I very much doubt that aboriginal humans saw themselves as apart from the great life-death wheel. I think they looked around and saw how things worked, and drew conclusions from the parallels. They saw dogs shedding their winter fur in the summertime; forests self-recycling after a fire; the ocean cleansing itself with every wave… everywhere they looked they saw the creation and destruction of form — while the whole of Life kept on going.
They noticed that each thing’s underlying essence (e.g. bear energy; rabbit medicine; essence of green bamboo) remained inviolate, though its outer shell morphed into some new shape. I think it’s very probable that they believed in reincarnation as a fundamental and universal given, humans not excepted. And they saw that the endings and beginnings of cycles blended one into the other, supporting each other, as rotting leaves on the forest floor fertilize the soil where the new saplings are taking root.
At this point in human history it would help us immeasurably to get back in touch with this perspective. It would shed a lot of light on the world’s current paroxysms. It would remind us that whole civilizations have death phases and renewal phases, and that these interpenetrate each other — the dregs of old societies fertilizing those to come.
End-Time Pictures
When (not if) we find ourselves caught up in the death throes augured by the Cardinal Crossroads , our best bet is to keep in mind humanity’s allegiance to Nature’s eternal laws.
To forget them is to risk flailing around in panic, in which state we tend to grab at whatever idea is around. This will, unfortunately, become easier and easier to do. There will be an increasing number of emotionally charged theories blasting from the television and flitting around the internet; there will be toxicity in the mass mood, born of confusion and unprocessed emotion. There will be a lot of chasing around after something to blame.
A great hunger is building for explanations. In response, there will be no dearth of quickly graspable parables on offer: Hollywood-packaged modern myths, like the film “2012”. People want predictions, even though the future is not yet written. And they want their predictions nice and simple, framed in good-or-bad terms as in an action movie. But we won’t assuage any of our anxiety by reducing the vicissitudes of human evolution to a cartoon.
Fundamentalist religions — which claim to possess more legitimacy than science fiction movies, but which appeal to the same instincts — are having a field day with the apocalyptic buzz in the air. But if all they do is simplify everything to a caricature, they’re not teaching us anything. There have always been priests, in every religion, who frighten their parishioners with tales of heaven, hell, deliverance and Armageddon. When social systems are breaking down and the populace is freaked out about the future, there is a huge market for apocalyptic scenarios.
These can be entertaining, like a good yarn. And if viewed with detachment, they can be psycho-sociologically instructive: they tell us where the mass mind is at. But identifying with them emotionally and intellectually is dangerous.
Truth Stories
To see these scenarios as truth stories undercuts our spiritual intelligence. Getting attached to End-Time pictures interferes with our ability to entertain subtleties; such as the Natural Law about endings blending into new beginnings.

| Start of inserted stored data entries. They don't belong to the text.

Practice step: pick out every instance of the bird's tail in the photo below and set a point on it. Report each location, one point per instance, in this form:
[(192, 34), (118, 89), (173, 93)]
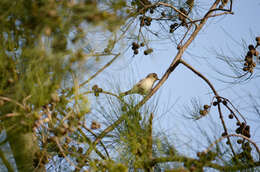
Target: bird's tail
[(125, 93)]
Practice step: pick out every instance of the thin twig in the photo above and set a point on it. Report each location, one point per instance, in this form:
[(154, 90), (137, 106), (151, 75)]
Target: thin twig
[(13, 101), (171, 68), (5, 161), (102, 144), (100, 70), (233, 135), (64, 155)]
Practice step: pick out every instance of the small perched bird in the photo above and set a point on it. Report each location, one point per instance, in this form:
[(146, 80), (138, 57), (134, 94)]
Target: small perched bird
[(144, 86)]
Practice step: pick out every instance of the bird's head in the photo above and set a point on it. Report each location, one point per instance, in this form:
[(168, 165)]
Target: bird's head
[(153, 76)]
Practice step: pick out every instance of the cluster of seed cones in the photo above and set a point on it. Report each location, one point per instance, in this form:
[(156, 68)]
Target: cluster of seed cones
[(249, 64)]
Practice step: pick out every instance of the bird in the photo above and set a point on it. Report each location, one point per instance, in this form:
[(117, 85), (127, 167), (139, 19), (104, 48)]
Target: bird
[(143, 87)]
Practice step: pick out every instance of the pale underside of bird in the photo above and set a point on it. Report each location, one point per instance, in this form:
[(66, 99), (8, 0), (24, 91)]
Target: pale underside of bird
[(144, 86)]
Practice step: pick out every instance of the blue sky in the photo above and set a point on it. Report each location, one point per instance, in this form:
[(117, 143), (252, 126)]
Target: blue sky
[(222, 33)]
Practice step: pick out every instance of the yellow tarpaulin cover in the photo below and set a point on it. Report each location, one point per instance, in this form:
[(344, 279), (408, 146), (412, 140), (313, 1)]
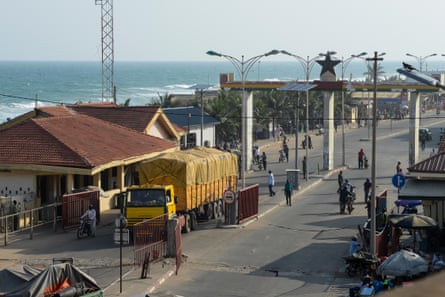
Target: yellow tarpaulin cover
[(195, 166), (199, 175)]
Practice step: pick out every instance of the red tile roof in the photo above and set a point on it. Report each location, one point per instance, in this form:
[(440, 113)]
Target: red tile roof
[(74, 141), (133, 117), (434, 164)]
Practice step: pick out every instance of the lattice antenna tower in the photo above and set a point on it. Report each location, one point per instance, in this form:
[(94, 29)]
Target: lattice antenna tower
[(108, 93)]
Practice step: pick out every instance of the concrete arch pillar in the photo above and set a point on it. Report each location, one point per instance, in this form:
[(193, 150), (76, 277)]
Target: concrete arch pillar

Worse, buying into the polluted sea of fear stories prevents us from manifesting elegant and creative realities. I think we can concoct a future more sophisticated than reptilian extraterrestrials (The Earth invaded!) and vanquished supervillains (We got bin Laden!).
What will it take to create a more copacetic collective future? Consciousness. The process starts and ends with individual consciousness. That’s where each of us comes in: living through our charts, as if the fate of the Earth depended on it. Which it does.